Alors qu’Eaton poursuit son jeu, tuant d’autres membres du personnel d’Umbrella, le réalisateur Kevin Greutert continue de revenir sur les perspectives de Tara et Brent. Dans les derniers instants, lorsque les Abbott décident de laisser Eaton mourir, ils le font avec une droiture que le public approuve. Le public voit Jigsaw tuer de mauvaises personnes qui ont blessé d’autres personnes – d’autres comme eux.
Bien que situé entre et , il se concentre une fois de plus sur le monde médical. Le réalisateur de retour Greutert, rejoint désormais par les scénaristes Pete Goldfinger et Josh Stolberg, suit la tentative de Kramer de se soumettre à la procédure expérimentale qu’il a proposée à Eaton dans .
Après avoir payé d’énormes sommes d’argent au Dr Cecilia Pederson (Synnøve Macody Lund), la fille supposée de l’homme qui a inventé la procédure, Kramer découvre qu’il a été arnaqué et laissé mourir à Mexico. Avec l’aide de ses assistants Amanda Young (Shawnee Smith) et Mark Hoffman (Costas Mandylor), Kramer se venge de Cecila et de ses acolytes en les forçant à jouer à des jeux macabres.
En apparence, cette description ne semble pas trop différente des intrigues des précédents films Saw. Après tout, Kramer a utilisé ses pièges contre des personnes qui lui ont personnellement fait du tort, comme le Dr Gordon ou Mitch, le jeune homme qui a vendu une moto défectueuse et causé la mort du neveu de Kramer. Cependant, les entrées précédentes commençaient avec les victimes dans les pièges, nous permettant de les voir comme des humains dans des situations horribles avant de révéler leur relation avec Kramer à travers des flashbacks. En conséquence, nous considérons la méthode de Kramer non comme une justice, mais comme une horrible réaction excessive ; une excuse bien-pensante pour infliger des souffrances.
brise ce moule. Cela commence avec Kramer au plus faible, à l’intérieur d’un appareil IRM, et reste avec lui alors qu’il endure les indignités de médecins désintéressés. Nous voyons l’espoir remplir les yeux de Kramer lorsqu’il voit Henry Kessler (Michael Beach), un autre patient en phase terminale qui prétend avoir été guéri par Pederson. Nous voyons cet espoir se transformer en amertume lorsqu’il se rend compte que Kessler était une plante, faisant partie d’une arnaque plus vaste.

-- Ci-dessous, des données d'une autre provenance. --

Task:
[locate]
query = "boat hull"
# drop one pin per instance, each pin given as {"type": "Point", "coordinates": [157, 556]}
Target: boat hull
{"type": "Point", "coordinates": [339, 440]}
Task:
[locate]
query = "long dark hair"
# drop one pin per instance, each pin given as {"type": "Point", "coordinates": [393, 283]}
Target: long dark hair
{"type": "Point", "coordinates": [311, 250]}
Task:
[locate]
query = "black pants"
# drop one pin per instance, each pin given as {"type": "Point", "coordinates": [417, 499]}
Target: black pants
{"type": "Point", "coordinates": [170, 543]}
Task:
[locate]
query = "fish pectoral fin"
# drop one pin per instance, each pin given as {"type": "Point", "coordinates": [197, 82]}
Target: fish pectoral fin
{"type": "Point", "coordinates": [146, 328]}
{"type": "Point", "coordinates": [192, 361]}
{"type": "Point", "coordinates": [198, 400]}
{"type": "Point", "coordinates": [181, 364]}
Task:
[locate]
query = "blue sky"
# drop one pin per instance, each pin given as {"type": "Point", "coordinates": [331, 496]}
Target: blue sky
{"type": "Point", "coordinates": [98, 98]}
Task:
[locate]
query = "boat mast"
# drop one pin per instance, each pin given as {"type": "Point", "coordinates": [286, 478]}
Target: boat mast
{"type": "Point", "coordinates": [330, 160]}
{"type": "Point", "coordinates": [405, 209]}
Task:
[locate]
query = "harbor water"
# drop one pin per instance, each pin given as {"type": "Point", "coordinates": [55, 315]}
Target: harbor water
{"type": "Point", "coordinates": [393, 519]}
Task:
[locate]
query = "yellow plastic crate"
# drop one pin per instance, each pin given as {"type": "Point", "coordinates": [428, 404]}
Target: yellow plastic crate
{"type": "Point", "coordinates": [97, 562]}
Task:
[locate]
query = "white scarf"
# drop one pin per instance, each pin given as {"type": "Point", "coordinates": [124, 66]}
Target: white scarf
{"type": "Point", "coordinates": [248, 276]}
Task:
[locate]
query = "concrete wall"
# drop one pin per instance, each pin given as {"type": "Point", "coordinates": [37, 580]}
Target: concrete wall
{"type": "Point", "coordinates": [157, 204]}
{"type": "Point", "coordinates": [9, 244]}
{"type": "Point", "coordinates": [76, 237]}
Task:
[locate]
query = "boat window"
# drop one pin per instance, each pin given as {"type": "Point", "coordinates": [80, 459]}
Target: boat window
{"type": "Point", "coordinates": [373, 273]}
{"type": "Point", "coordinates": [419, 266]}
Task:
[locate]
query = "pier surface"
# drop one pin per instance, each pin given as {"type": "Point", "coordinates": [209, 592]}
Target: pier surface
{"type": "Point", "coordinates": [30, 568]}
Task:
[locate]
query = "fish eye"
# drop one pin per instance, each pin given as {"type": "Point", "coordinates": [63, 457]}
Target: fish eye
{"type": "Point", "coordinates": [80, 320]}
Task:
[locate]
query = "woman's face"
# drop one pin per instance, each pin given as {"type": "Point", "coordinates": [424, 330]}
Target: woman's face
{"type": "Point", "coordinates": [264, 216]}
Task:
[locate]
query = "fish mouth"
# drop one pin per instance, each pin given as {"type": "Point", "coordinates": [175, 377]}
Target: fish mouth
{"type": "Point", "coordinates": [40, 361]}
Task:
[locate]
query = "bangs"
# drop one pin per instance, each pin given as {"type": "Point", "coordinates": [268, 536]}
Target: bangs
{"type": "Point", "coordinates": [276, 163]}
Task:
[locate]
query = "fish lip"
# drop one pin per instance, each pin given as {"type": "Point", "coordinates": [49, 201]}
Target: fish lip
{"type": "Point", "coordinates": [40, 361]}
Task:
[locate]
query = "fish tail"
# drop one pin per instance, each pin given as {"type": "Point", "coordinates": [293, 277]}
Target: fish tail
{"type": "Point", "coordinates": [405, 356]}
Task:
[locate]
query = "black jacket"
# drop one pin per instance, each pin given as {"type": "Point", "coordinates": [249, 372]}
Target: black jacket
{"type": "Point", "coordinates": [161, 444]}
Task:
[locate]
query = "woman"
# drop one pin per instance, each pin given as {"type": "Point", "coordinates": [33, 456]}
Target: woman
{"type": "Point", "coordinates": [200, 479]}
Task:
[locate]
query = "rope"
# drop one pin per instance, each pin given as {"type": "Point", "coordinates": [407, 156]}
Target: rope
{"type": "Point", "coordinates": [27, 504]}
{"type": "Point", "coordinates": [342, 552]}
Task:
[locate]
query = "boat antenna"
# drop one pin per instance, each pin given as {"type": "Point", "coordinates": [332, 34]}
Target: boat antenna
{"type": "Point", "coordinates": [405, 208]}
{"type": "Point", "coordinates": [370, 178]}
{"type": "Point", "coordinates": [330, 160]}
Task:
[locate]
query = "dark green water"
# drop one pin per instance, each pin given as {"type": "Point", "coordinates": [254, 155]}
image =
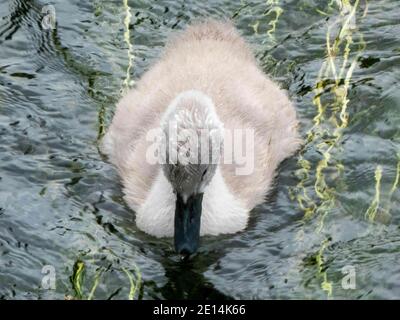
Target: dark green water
{"type": "Point", "coordinates": [335, 204]}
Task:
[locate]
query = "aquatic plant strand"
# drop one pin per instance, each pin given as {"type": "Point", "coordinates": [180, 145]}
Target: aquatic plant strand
{"type": "Point", "coordinates": [338, 117]}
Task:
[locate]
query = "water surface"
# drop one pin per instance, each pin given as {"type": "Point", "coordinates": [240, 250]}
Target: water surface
{"type": "Point", "coordinates": [335, 204]}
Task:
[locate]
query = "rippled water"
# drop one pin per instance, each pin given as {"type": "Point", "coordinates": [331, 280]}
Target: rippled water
{"type": "Point", "coordinates": [335, 204]}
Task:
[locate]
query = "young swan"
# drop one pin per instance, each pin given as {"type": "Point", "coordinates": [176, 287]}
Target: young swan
{"type": "Point", "coordinates": [205, 89]}
{"type": "Point", "coordinates": [192, 149]}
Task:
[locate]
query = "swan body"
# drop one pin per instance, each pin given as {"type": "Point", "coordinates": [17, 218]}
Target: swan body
{"type": "Point", "coordinates": [207, 78]}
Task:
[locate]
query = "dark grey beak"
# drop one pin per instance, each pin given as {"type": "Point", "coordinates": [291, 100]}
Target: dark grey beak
{"type": "Point", "coordinates": [187, 224]}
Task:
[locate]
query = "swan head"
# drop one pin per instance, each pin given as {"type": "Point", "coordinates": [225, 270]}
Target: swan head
{"type": "Point", "coordinates": [194, 140]}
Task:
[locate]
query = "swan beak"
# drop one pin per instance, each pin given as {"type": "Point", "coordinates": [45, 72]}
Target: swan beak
{"type": "Point", "coordinates": [187, 224]}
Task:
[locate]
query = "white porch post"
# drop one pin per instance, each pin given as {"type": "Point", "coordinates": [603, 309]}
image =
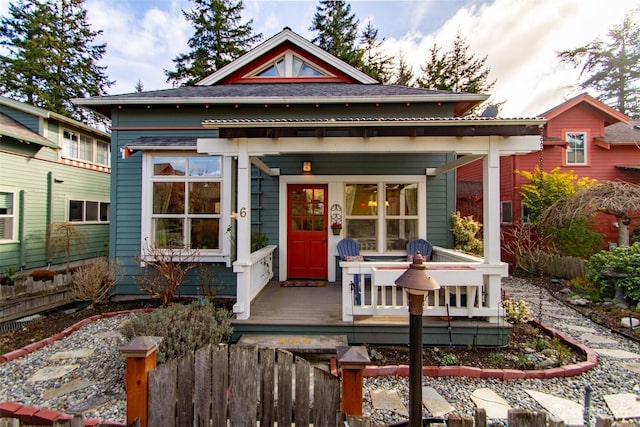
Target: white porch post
{"type": "Point", "coordinates": [242, 266]}
{"type": "Point", "coordinates": [491, 221]}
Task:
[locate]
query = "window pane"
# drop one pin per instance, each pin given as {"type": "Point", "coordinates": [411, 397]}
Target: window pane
{"type": "Point", "coordinates": [400, 232]}
{"type": "Point", "coordinates": [361, 199]}
{"type": "Point", "coordinates": [6, 228]}
{"type": "Point", "coordinates": [364, 231]}
{"type": "Point", "coordinates": [104, 211]}
{"type": "Point", "coordinates": [205, 166]}
{"type": "Point", "coordinates": [168, 233]}
{"type": "Point", "coordinates": [163, 165]}
{"type": "Point", "coordinates": [102, 153]}
{"type": "Point", "coordinates": [92, 211]}
{"type": "Point", "coordinates": [76, 210]}
{"type": "Point", "coordinates": [86, 148]}
{"type": "Point", "coordinates": [168, 197]}
{"type": "Point", "coordinates": [401, 199]}
{"type": "Point", "coordinates": [204, 197]}
{"type": "Point", "coordinates": [6, 203]}
{"type": "Point", "coordinates": [205, 233]}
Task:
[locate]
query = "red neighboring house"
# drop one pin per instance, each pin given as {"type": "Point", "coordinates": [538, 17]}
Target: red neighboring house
{"type": "Point", "coordinates": [582, 135]}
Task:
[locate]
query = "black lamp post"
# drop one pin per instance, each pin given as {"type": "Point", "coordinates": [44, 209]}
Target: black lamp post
{"type": "Point", "coordinates": [417, 282]}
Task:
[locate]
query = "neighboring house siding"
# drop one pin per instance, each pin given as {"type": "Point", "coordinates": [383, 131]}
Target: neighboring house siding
{"type": "Point", "coordinates": [31, 175]}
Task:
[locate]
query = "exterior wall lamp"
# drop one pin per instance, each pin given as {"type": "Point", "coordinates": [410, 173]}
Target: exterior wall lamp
{"type": "Point", "coordinates": [417, 282]}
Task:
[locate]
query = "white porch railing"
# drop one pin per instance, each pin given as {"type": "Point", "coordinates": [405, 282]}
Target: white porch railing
{"type": "Point", "coordinates": [468, 287]}
{"type": "Point", "coordinates": [252, 278]}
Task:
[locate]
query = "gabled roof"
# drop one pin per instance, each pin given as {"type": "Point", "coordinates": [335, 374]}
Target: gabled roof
{"type": "Point", "coordinates": [286, 36]}
{"type": "Point", "coordinates": [610, 115]}
{"type": "Point", "coordinates": [12, 129]}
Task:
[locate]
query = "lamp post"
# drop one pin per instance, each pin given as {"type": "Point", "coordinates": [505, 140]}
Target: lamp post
{"type": "Point", "coordinates": [417, 282]}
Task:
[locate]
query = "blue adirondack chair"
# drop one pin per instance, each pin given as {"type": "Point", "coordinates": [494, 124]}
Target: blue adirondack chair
{"type": "Point", "coordinates": [350, 249]}
{"type": "Point", "coordinates": [420, 245]}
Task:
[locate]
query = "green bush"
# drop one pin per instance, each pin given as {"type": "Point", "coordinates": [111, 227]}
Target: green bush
{"type": "Point", "coordinates": [621, 259]}
{"type": "Point", "coordinates": [184, 328]}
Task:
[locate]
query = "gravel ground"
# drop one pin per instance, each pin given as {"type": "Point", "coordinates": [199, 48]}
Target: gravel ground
{"type": "Point", "coordinates": [105, 396]}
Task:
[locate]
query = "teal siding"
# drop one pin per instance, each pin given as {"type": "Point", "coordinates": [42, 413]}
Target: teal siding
{"type": "Point", "coordinates": [32, 177]}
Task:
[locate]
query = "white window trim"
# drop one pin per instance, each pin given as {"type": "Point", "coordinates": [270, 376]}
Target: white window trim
{"type": "Point", "coordinates": [586, 149]}
{"type": "Point", "coordinates": [15, 192]}
{"type": "Point", "coordinates": [69, 199]}
{"type": "Point", "coordinates": [94, 143]}
{"type": "Point", "coordinates": [223, 254]}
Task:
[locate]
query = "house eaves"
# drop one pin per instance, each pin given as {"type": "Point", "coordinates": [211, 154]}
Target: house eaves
{"type": "Point", "coordinates": [286, 35]}
{"type": "Point", "coordinates": [13, 129]}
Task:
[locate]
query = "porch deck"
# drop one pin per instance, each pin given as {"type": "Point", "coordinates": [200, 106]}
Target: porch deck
{"type": "Point", "coordinates": [318, 311]}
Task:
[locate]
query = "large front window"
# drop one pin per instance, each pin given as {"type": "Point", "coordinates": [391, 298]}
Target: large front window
{"type": "Point", "coordinates": [577, 148]}
{"type": "Point", "coordinates": [382, 216]}
{"type": "Point", "coordinates": [7, 216]}
{"type": "Point", "coordinates": [186, 202]}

En faisant de Jigsaw le personnage principal, on inverse la boussole morale de la franchise. La guerre contre le terrorisme étant un mauvais souvenir pour la plupart des Américains, beaucoup d’entre nous ont le sentiment de ne pas avoir à s’inquiéter de la réalité des souffrances réelles d’autres personnes. Au lieu de cela, nous pouvons nous concentrer sur notre propre souffrance, quelque chose que de nombreux Américains ont vécu aux mains d’une industrie médicale plus byzantine que la structure de l’intrigue de la franchise.

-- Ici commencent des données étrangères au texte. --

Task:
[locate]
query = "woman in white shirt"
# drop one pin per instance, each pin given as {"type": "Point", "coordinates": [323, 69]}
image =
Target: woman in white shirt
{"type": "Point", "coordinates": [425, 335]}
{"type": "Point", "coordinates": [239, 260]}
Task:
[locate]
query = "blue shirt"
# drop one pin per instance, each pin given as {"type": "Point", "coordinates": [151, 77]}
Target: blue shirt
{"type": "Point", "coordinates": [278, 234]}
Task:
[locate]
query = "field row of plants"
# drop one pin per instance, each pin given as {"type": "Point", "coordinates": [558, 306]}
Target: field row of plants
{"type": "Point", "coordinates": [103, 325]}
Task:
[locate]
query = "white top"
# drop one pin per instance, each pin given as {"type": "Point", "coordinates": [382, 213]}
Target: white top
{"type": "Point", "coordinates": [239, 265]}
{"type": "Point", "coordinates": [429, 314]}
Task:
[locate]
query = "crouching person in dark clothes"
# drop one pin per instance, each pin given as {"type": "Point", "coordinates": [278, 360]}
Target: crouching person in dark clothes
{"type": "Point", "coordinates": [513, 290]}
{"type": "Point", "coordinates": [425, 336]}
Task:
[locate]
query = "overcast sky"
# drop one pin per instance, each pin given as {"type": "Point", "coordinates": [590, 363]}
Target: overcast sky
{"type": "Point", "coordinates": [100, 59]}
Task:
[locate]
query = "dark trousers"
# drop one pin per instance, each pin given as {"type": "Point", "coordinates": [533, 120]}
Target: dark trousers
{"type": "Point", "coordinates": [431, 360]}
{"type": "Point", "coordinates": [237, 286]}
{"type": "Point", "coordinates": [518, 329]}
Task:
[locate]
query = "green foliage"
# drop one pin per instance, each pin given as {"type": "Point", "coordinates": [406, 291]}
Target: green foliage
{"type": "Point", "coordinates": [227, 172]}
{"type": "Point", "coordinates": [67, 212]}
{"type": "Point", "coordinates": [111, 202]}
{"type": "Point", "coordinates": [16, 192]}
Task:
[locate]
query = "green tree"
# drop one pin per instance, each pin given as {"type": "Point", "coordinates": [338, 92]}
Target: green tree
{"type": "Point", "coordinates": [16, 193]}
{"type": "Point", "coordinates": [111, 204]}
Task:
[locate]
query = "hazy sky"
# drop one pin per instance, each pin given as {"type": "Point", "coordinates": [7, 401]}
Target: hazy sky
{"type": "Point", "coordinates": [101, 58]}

En , les victimes méritent leur punition. Ils ont commis l’impensable et ont rarement montré de réels remords, même lorsqu’ils ont été contraints de se briser les os pour éviter un empoisonnement par les radiations. C’est pour cette raison que nous voulons les voir souffrir. Nous voulons voir Kramer réussir.
Comme Amanda et Thompson, nous, les téléspectateurs, sommes invités à devenir les nouveaux acolytes de Kramer, des personnes endoctrinées à utiliser notre propre sentiment de souffrance pour infliger ou apprécier la souffrance des autres. En chemin, nous devenons interchangeables avec les tortionnaires du premier film : des ravisseurs têtus et des marionnettes sinistres, tous en quête de vengeance sanglante et bien-pensante.